Zero Waste is…
The Zero Waste International Alliance defines “zero Waste” as:
designing and managing products and processes to systematically avoid and eliminate the volume and toxicity of waste and materials, conserve and recover all resources, and not burn or bury them.
In short: a community that is “zero waste” send nothing - or as little as possible - to a landfill. It also means that nothing - or close to nothing - is released or emitted into the air or water. Zero waste communities work together to prevent the creation of discarded materials; to collect and recover any leftover materials that would otherwise be “waste”; and to reuse, repurpose, or truly recycle those leftover materials into resources that can continue to be reused.
Cities, communities, and even individuals in Louisiana have an incredible power: to envision an alternative future for our state. Together, we can design systems and tools for our neighborhoods that prevent the need for waste, that protect our children’s health and our local environments, and that will save money in the short and long term.

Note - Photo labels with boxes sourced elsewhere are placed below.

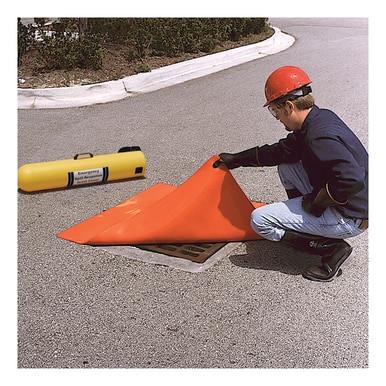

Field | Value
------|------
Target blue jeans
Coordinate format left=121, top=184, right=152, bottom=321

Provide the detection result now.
left=251, top=162, right=363, bottom=241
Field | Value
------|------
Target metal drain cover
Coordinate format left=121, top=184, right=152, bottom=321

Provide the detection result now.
left=136, top=243, right=227, bottom=263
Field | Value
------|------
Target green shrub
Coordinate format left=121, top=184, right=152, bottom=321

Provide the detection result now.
left=37, top=32, right=103, bottom=70
left=17, top=18, right=34, bottom=65
left=18, top=18, right=267, bottom=71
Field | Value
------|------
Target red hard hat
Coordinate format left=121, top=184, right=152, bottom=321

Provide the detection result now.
left=264, top=66, right=311, bottom=107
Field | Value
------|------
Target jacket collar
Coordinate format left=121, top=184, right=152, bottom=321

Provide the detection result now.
left=300, top=105, right=319, bottom=133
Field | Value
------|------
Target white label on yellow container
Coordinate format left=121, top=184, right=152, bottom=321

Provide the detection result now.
left=67, top=167, right=109, bottom=187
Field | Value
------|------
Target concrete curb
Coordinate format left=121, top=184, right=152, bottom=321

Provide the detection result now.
left=18, top=27, right=295, bottom=109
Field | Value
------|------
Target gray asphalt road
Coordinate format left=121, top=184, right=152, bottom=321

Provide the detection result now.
left=18, top=19, right=368, bottom=368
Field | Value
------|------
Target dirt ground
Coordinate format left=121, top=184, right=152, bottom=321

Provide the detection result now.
left=18, top=29, right=274, bottom=88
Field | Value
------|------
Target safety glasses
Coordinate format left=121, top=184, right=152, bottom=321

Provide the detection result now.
left=268, top=105, right=279, bottom=118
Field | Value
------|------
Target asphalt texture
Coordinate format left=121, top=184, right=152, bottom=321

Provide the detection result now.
left=18, top=19, right=368, bottom=368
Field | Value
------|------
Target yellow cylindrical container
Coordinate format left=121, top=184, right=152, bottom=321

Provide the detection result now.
left=18, top=146, right=146, bottom=192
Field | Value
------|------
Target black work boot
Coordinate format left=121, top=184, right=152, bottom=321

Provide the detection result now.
left=281, top=231, right=352, bottom=281
left=302, top=240, right=352, bottom=281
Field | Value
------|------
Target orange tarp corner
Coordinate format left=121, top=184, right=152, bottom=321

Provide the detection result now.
left=58, top=156, right=264, bottom=245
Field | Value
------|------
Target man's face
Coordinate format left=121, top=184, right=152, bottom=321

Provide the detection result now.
left=268, top=101, right=296, bottom=131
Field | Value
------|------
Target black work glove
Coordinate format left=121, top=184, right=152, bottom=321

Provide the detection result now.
left=213, top=147, right=259, bottom=169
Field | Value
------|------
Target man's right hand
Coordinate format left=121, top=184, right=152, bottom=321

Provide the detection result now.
left=213, top=147, right=259, bottom=169
left=213, top=153, right=241, bottom=169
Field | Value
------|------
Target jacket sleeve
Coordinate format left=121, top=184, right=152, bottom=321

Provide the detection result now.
left=257, top=133, right=301, bottom=166
left=310, top=137, right=366, bottom=205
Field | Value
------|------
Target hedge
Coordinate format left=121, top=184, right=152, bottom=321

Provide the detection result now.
left=18, top=18, right=269, bottom=69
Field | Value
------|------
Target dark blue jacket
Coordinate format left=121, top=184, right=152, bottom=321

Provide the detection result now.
left=258, top=106, right=368, bottom=219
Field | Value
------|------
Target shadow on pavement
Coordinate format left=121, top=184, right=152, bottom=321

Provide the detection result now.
left=229, top=240, right=320, bottom=275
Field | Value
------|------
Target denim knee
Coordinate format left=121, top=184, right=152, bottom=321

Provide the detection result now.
left=251, top=207, right=284, bottom=241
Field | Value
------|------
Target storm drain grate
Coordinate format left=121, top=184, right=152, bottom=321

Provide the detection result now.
left=136, top=243, right=227, bottom=263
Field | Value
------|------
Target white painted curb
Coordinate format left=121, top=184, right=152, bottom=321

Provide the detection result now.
left=18, top=27, right=295, bottom=109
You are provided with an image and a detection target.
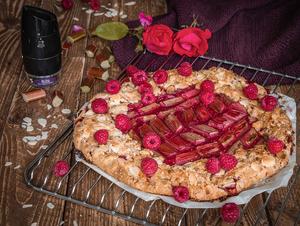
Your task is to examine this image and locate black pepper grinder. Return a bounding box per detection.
[21,6,61,87]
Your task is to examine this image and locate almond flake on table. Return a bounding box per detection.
[61,108,72,115]
[23,117,32,123]
[4,162,12,166]
[26,126,34,132]
[22,204,33,209]
[47,202,55,209]
[124,1,136,6]
[38,118,47,128]
[14,165,21,169]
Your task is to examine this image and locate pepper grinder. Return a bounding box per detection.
[21,6,62,87]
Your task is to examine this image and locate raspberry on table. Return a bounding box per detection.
[177,62,193,77]
[205,157,221,174]
[115,114,132,133]
[131,70,148,86]
[105,80,121,94]
[267,138,284,155]
[53,160,70,177]
[221,203,240,223]
[94,129,108,144]
[141,92,156,105]
[153,69,168,84]
[260,95,278,111]
[91,98,108,114]
[143,132,161,150]
[126,65,139,76]
[200,79,215,93]
[199,91,215,106]
[172,186,190,202]
[243,83,258,100]
[138,82,153,94]
[219,153,238,171]
[141,157,158,177]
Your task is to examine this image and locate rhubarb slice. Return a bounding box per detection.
[180,132,205,145]
[209,98,225,114]
[157,108,175,119]
[196,142,220,158]
[230,119,250,138]
[223,109,247,122]
[158,143,177,158]
[175,97,199,111]
[181,89,200,99]
[149,118,171,137]
[218,133,237,149]
[179,109,196,127]
[137,103,160,115]
[175,151,200,165]
[195,106,211,122]
[166,136,191,151]
[241,128,260,149]
[160,97,184,107]
[138,124,154,137]
[165,114,183,133]
[208,116,234,130]
[190,124,219,139]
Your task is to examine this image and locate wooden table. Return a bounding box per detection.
[0,0,300,226]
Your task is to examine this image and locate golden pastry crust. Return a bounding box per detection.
[74,67,293,201]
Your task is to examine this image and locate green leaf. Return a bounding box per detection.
[93,22,129,41]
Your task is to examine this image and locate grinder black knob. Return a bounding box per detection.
[21,6,61,87]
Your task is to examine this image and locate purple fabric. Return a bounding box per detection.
[112,0,300,84]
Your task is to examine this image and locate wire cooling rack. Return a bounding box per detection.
[24,52,300,225]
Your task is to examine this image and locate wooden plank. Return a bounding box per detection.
[0,57,84,225]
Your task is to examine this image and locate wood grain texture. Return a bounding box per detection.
[0,0,300,226]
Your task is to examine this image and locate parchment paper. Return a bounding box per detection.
[76,94,296,208]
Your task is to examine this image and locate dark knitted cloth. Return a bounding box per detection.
[112,0,300,84]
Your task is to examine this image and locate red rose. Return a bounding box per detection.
[173,27,211,57]
[143,24,173,55]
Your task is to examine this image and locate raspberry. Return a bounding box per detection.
[205,157,221,174]
[221,203,240,223]
[153,69,168,84]
[126,65,139,76]
[172,186,190,202]
[131,70,148,86]
[243,83,258,100]
[141,157,158,177]
[260,95,278,111]
[177,62,193,77]
[219,153,237,171]
[143,132,161,150]
[53,160,70,177]
[105,80,121,94]
[200,79,215,93]
[267,138,284,155]
[199,91,215,106]
[94,129,108,144]
[138,82,153,94]
[115,114,132,133]
[91,98,108,114]
[142,92,156,105]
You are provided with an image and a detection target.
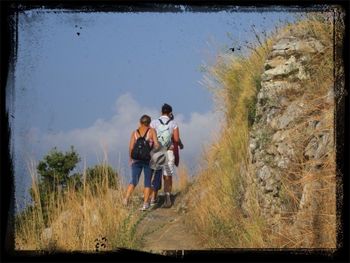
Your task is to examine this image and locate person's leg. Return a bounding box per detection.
[164,150,175,207]
[151,169,163,205]
[123,162,142,205]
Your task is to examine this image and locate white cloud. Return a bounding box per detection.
[34,93,221,175]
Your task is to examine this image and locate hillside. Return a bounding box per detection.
[15,14,343,253]
[187,15,340,248]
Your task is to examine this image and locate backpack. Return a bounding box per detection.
[157,119,171,148]
[131,129,151,161]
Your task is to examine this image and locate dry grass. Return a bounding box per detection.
[187,14,336,248]
[15,159,144,252]
[188,32,271,248]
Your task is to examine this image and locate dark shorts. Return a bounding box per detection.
[130,161,152,187]
[151,169,163,191]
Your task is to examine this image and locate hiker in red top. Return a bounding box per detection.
[123,115,159,210]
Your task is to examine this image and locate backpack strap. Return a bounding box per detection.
[135,128,149,139]
[143,128,149,138]
[158,119,171,125]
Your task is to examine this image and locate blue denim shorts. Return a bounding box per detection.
[151,169,163,191]
[130,161,152,187]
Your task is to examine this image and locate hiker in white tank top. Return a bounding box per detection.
[150,103,180,208]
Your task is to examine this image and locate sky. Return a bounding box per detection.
[7,6,294,211]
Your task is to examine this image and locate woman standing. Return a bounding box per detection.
[123,115,159,211]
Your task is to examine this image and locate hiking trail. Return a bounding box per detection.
[136,192,203,253]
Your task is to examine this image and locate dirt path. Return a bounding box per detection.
[136,193,203,253]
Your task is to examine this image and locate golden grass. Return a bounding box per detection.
[15,159,144,252]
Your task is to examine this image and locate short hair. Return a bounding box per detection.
[140,114,151,126]
[162,103,173,114]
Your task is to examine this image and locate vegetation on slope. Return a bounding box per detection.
[187,14,335,248]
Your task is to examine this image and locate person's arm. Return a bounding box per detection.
[173,127,180,143]
[129,131,135,164]
[150,128,160,149]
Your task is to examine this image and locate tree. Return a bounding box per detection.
[37,146,80,192]
[30,146,81,224]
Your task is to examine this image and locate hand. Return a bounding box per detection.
[179,141,184,150]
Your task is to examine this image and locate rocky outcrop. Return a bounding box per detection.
[242,35,335,247]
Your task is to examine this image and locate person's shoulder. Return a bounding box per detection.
[170,120,178,129]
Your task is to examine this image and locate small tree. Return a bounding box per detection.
[37,146,80,191]
[30,146,81,224]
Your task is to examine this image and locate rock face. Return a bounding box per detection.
[242,36,335,247]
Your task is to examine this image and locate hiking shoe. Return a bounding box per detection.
[149,199,158,207]
[163,193,171,208]
[140,203,150,211]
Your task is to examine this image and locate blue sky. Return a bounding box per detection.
[9,9,293,210]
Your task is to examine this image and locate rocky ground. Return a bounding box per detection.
[137,193,203,253]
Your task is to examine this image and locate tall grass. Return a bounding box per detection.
[15,158,144,252]
[187,14,336,248]
[188,32,271,248]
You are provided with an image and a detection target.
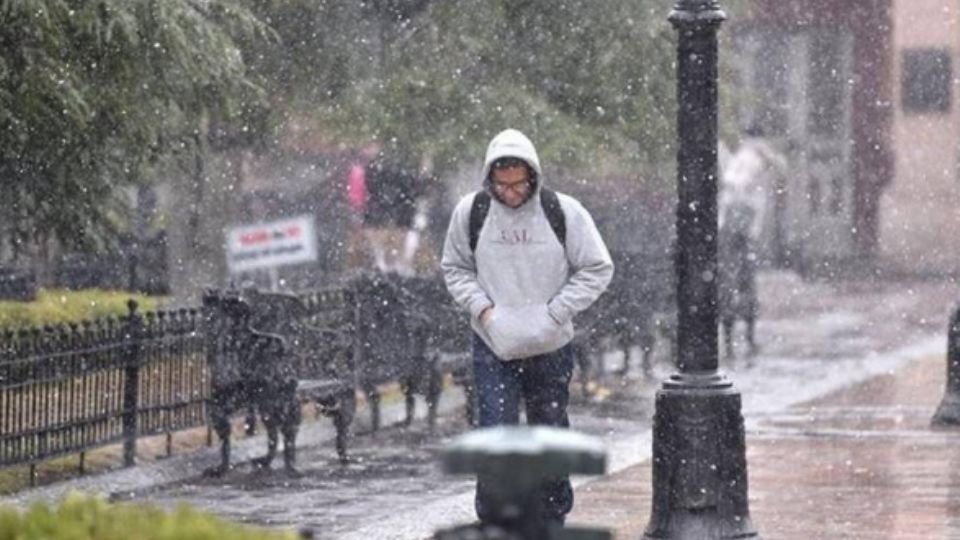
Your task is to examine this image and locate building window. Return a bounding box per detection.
[901,49,953,113]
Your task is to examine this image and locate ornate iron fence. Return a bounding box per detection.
[0,300,209,478]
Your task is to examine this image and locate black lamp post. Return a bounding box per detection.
[645,0,758,540]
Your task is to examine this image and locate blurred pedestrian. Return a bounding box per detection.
[441,129,613,524]
[363,152,417,274]
[718,126,787,357]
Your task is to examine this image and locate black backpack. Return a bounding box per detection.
[470,187,567,251]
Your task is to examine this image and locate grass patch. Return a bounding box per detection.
[0,289,163,328]
[0,494,297,540]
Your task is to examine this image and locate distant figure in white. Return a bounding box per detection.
[718,127,787,357]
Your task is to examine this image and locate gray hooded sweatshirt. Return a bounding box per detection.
[441,129,613,360]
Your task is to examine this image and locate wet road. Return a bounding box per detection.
[9,273,960,539]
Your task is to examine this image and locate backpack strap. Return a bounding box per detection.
[470,190,490,252]
[540,187,567,249]
[469,187,567,252]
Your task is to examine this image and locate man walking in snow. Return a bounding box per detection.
[441,129,613,524]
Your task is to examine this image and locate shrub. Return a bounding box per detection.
[0,289,161,328]
[0,494,297,540]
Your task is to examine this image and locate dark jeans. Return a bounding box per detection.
[473,335,573,522]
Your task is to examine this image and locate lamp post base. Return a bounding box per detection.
[644,373,760,540]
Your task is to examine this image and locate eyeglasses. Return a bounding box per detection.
[493,180,531,195]
[491,157,527,169]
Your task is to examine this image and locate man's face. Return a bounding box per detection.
[492,163,531,208]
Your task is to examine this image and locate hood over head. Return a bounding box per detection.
[482,129,543,188]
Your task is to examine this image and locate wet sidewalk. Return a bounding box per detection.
[570,338,960,540]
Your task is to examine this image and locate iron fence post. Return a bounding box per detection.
[930,306,960,427]
[122,299,143,467]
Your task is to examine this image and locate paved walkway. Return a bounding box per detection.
[570,332,960,540]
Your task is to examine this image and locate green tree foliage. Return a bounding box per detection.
[264,0,675,181]
[0,0,268,249]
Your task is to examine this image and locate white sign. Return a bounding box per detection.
[227,216,317,273]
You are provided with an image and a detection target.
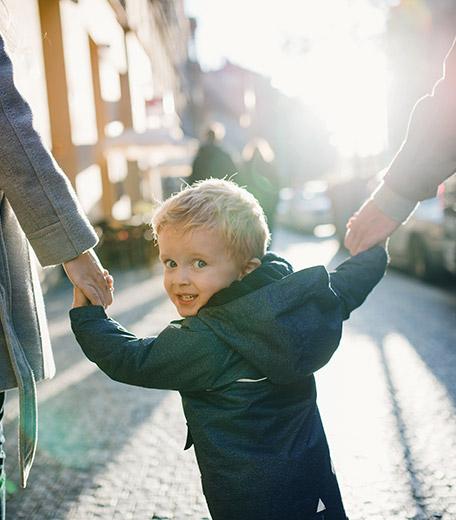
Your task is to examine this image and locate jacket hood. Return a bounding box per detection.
[198,253,343,384]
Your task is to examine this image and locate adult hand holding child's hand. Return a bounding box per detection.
[71,269,114,309]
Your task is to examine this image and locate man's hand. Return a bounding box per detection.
[344,200,400,256]
[63,249,112,308]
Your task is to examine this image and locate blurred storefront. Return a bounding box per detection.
[2,0,196,270]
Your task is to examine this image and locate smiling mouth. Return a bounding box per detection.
[177,294,196,303]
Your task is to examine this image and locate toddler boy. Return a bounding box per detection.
[70,179,386,520]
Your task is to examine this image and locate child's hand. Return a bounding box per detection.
[71,287,91,309]
[104,269,114,293]
[71,269,114,308]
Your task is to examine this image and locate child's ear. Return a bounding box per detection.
[239,258,261,279]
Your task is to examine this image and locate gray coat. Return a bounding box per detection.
[0,37,97,486]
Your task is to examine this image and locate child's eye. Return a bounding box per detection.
[163,259,177,269]
[193,260,207,269]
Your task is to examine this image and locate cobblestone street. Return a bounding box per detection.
[5,231,456,520]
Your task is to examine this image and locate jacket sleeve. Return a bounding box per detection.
[374,35,456,221]
[70,306,228,391]
[330,246,388,320]
[0,37,97,266]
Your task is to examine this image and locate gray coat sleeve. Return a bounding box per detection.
[373,39,456,221]
[0,37,97,266]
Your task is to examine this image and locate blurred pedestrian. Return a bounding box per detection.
[187,123,237,185]
[240,137,280,233]
[345,39,456,255]
[0,30,112,520]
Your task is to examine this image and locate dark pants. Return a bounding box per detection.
[0,392,6,520]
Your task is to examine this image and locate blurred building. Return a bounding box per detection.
[202,62,335,186]
[2,0,198,223]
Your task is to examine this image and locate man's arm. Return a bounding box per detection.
[0,37,112,305]
[345,39,456,255]
[70,306,229,391]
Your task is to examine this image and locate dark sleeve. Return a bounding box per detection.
[384,36,456,202]
[70,306,227,391]
[330,246,388,319]
[0,37,98,266]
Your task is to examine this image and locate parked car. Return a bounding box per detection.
[277,181,333,233]
[389,187,446,280]
[441,175,456,275]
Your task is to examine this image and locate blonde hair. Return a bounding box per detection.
[152,179,270,261]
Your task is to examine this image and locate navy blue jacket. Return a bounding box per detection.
[70,247,386,520]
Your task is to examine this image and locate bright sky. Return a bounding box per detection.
[185,0,393,156]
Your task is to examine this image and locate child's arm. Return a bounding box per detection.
[330,246,388,319]
[70,306,230,391]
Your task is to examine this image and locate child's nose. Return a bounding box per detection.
[175,268,190,285]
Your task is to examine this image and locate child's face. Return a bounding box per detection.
[158,225,253,317]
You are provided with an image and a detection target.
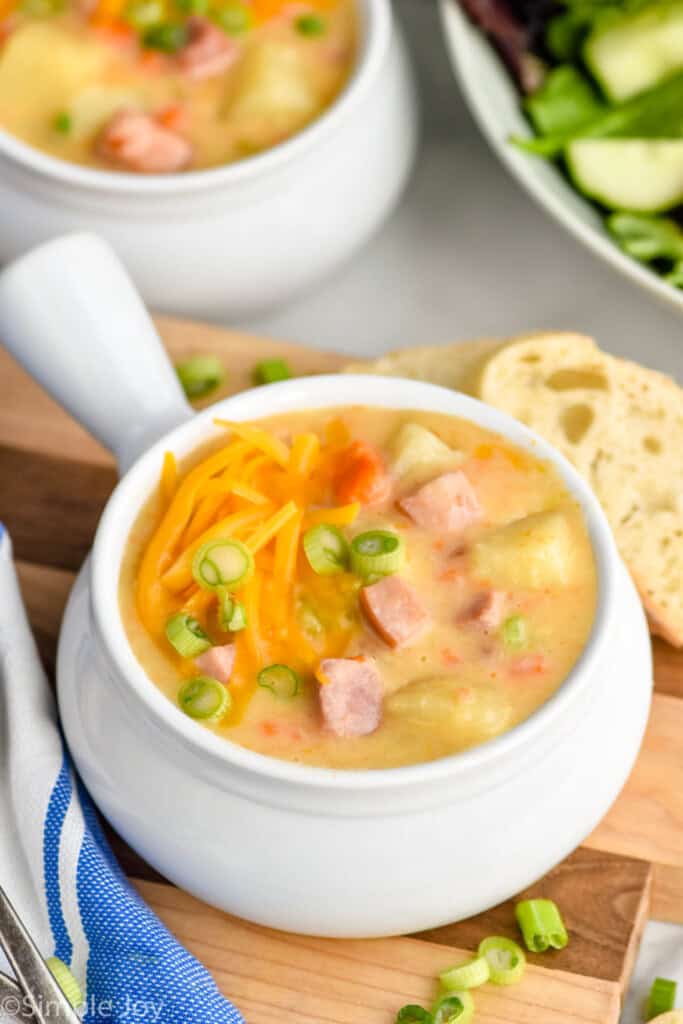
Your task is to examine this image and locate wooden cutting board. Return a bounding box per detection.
[0,319,683,1024]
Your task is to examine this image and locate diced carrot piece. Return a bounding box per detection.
[334,441,391,505]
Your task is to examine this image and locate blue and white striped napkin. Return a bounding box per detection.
[0,525,244,1024]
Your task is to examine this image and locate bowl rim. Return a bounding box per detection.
[438,0,683,309]
[0,0,393,198]
[90,374,620,792]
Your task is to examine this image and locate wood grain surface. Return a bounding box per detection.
[137,882,621,1024]
[5,319,683,1024]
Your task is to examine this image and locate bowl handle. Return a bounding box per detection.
[0,234,193,473]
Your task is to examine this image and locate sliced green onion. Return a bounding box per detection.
[256,665,301,700]
[395,1004,434,1024]
[45,956,83,1010]
[438,956,490,992]
[166,611,211,657]
[515,899,569,953]
[52,111,73,135]
[216,587,247,633]
[501,615,528,650]
[478,935,526,985]
[178,676,232,721]
[351,529,405,578]
[211,0,252,33]
[645,978,678,1021]
[124,0,164,29]
[193,540,254,590]
[254,359,292,384]
[432,989,474,1024]
[303,522,349,575]
[294,14,326,36]
[176,354,225,398]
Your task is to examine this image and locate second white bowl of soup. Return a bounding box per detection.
[0,234,651,936]
[0,0,417,316]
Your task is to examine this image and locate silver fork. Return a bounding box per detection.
[0,886,80,1024]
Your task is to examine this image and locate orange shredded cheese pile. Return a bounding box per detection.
[136,420,360,722]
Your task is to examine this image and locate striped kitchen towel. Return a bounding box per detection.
[0,525,244,1024]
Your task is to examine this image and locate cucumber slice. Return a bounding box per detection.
[584,0,683,102]
[565,138,683,213]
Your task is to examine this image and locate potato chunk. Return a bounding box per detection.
[389,423,464,483]
[472,512,573,590]
[229,40,319,124]
[385,676,511,743]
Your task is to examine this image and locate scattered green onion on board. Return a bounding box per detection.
[303,523,350,575]
[45,956,83,1010]
[256,665,301,700]
[211,0,253,36]
[52,111,73,135]
[438,955,490,992]
[432,990,474,1024]
[216,587,247,633]
[351,529,405,579]
[295,14,326,37]
[395,1004,434,1024]
[515,899,569,953]
[166,611,211,657]
[645,978,678,1021]
[193,540,254,590]
[478,935,526,985]
[253,359,292,384]
[501,615,528,650]
[178,676,232,722]
[175,355,225,398]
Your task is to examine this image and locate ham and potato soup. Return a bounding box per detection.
[120,407,597,769]
[0,0,356,173]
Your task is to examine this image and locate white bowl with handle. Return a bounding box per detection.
[0,236,652,937]
[0,0,417,317]
[438,0,683,309]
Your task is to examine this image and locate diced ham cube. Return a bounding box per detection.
[96,111,193,174]
[317,657,383,736]
[178,15,240,79]
[458,590,505,630]
[360,575,431,647]
[398,469,483,534]
[195,643,234,683]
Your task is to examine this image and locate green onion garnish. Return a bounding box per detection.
[395,1004,434,1024]
[52,111,73,135]
[351,529,405,579]
[166,611,211,657]
[478,935,526,985]
[256,665,301,700]
[211,0,252,33]
[176,354,225,398]
[254,359,292,384]
[295,14,325,36]
[193,540,254,590]
[438,956,490,992]
[645,978,678,1021]
[124,0,164,30]
[515,899,569,953]
[142,22,187,49]
[303,523,349,575]
[216,587,247,633]
[178,676,232,721]
[432,990,474,1024]
[45,956,83,1010]
[501,615,528,650]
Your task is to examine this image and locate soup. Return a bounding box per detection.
[0,0,356,173]
[120,407,597,769]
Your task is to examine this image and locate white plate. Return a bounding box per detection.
[438,0,683,309]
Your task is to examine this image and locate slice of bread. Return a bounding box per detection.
[478,333,615,477]
[343,338,504,395]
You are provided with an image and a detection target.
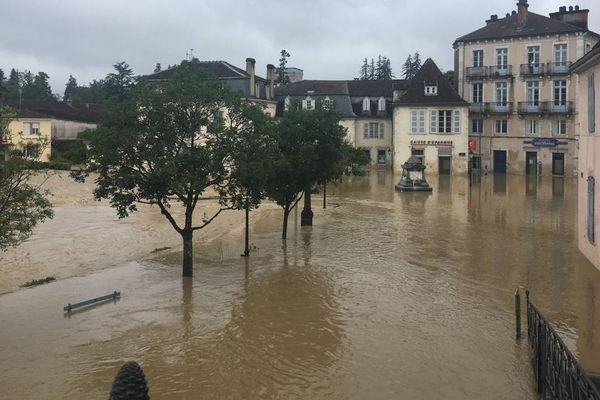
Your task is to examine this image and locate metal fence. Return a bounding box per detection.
[527,291,600,400]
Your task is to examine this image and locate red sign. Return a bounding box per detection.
[469,139,477,151]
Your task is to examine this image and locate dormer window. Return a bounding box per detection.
[425,85,437,96]
[302,96,315,110]
[363,97,371,111]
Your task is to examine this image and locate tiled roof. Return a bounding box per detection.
[146,61,266,82]
[571,41,600,73]
[456,12,586,42]
[14,100,102,124]
[396,58,469,106]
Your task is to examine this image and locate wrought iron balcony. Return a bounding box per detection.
[488,65,512,79]
[467,67,487,79]
[484,101,512,114]
[547,61,572,75]
[518,101,546,114]
[521,63,546,76]
[546,101,573,114]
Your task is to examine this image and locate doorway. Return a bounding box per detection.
[552,153,565,175]
[494,150,506,174]
[525,151,537,175]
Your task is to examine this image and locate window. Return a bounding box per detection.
[587,176,596,244]
[471,119,483,133]
[410,110,425,133]
[496,48,508,71]
[425,85,437,96]
[496,82,508,107]
[496,119,508,135]
[363,122,385,139]
[471,82,483,104]
[363,97,371,111]
[302,96,315,110]
[552,119,567,135]
[525,119,540,136]
[438,110,452,133]
[23,122,40,136]
[588,72,596,133]
[527,46,540,68]
[473,50,483,67]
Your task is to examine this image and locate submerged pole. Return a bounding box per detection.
[515,288,521,339]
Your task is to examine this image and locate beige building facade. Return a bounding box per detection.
[571,43,600,269]
[454,0,599,176]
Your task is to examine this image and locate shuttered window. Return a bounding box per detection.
[588,72,596,133]
[587,176,596,243]
[430,110,437,133]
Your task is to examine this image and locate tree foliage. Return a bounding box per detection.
[275,49,290,85]
[0,107,54,250]
[76,62,270,276]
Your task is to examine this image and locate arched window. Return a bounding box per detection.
[363,97,371,111]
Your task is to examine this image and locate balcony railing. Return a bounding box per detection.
[467,67,487,79]
[488,65,512,79]
[547,61,572,75]
[518,101,573,114]
[484,101,512,114]
[521,63,546,76]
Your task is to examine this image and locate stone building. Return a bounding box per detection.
[571,42,600,268]
[454,0,600,175]
[275,59,468,174]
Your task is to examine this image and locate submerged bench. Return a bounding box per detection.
[63,290,121,313]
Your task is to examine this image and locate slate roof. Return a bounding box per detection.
[13,100,102,124]
[146,61,266,82]
[570,42,600,73]
[455,11,597,43]
[395,58,469,106]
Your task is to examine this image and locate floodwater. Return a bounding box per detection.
[0,172,600,399]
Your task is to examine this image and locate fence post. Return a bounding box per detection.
[515,288,521,339]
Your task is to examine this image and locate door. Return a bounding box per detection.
[552,153,565,175]
[525,151,537,175]
[494,150,506,174]
[438,156,452,175]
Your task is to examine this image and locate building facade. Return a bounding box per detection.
[275,59,469,174]
[571,43,600,269]
[454,0,600,175]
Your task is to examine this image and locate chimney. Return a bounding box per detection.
[517,0,529,24]
[485,14,498,25]
[550,6,590,31]
[267,64,275,100]
[246,58,256,97]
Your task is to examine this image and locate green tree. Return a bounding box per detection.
[0,107,54,250]
[266,109,346,239]
[275,49,290,85]
[75,63,268,276]
[63,75,77,101]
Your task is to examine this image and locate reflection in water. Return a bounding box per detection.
[0,172,600,399]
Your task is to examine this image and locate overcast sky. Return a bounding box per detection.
[0,0,600,94]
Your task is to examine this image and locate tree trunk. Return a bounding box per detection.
[281,209,290,240]
[181,229,194,276]
[300,186,313,226]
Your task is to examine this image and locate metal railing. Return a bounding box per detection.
[515,291,600,400]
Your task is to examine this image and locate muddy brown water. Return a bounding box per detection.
[0,173,600,399]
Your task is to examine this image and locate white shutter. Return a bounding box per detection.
[453,110,460,133]
[430,110,437,133]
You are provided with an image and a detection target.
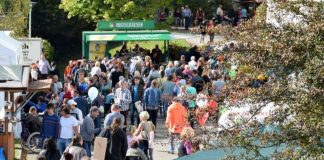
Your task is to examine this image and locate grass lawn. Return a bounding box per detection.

Create new business opportunities: Citywide reusable cup or container systems
Reduce business expenses: Allow customers to bring their own cups and containers for refill of prepared food
Save taxpayer money spent on waste management: stop resources from getting dumped into landfills
Reduce healthcare costs: less pollution in landfills or lose in environment reduces air and water pollution that can be toxic
The creation and management of waste is often an environmental injustice throughout the life cycle of these materials - especially when it comes to single-use items, like paper and plastic packaging and food containers.
This injustice is a function of systemic racism and economic oppression. Nationally, waste management facilities (including landfills, recycling plants, and incinerators) are intentionally cited nearest communities of color, regardless of income level. In Louisiana, we feel this injustice most acutely: A significant percentage of the world’s plastic, petrochemicals, and refined oil is produced in this states, and these facilities are also most commonly cited near communities of color. Poor families are further hurt by this system, as these facilities are both very near their houses and parks, and essential health services are more difficult to access for impoverished families.
By adopting reusable systems, we move closer to environmental equity across all neighborhoods, ensuring that health and safety is much better protected across all groups.
We all have dreams, and we are all creative in some way. We have the ability to paint a shared picture of what a city without waste in Louisiana can look like. We can dream up neighborhoods where resources are conserved, everyone’s needs are met, and people are healthy.
Adopting a zero waste system requires Louisiana communities to come together and vision an alternative system to the one forced on us by corporate priorities. By turning this shared dream into a reality, we empower ourselves and show respect to each other - and we get to be messy, creative, and fun while doing it!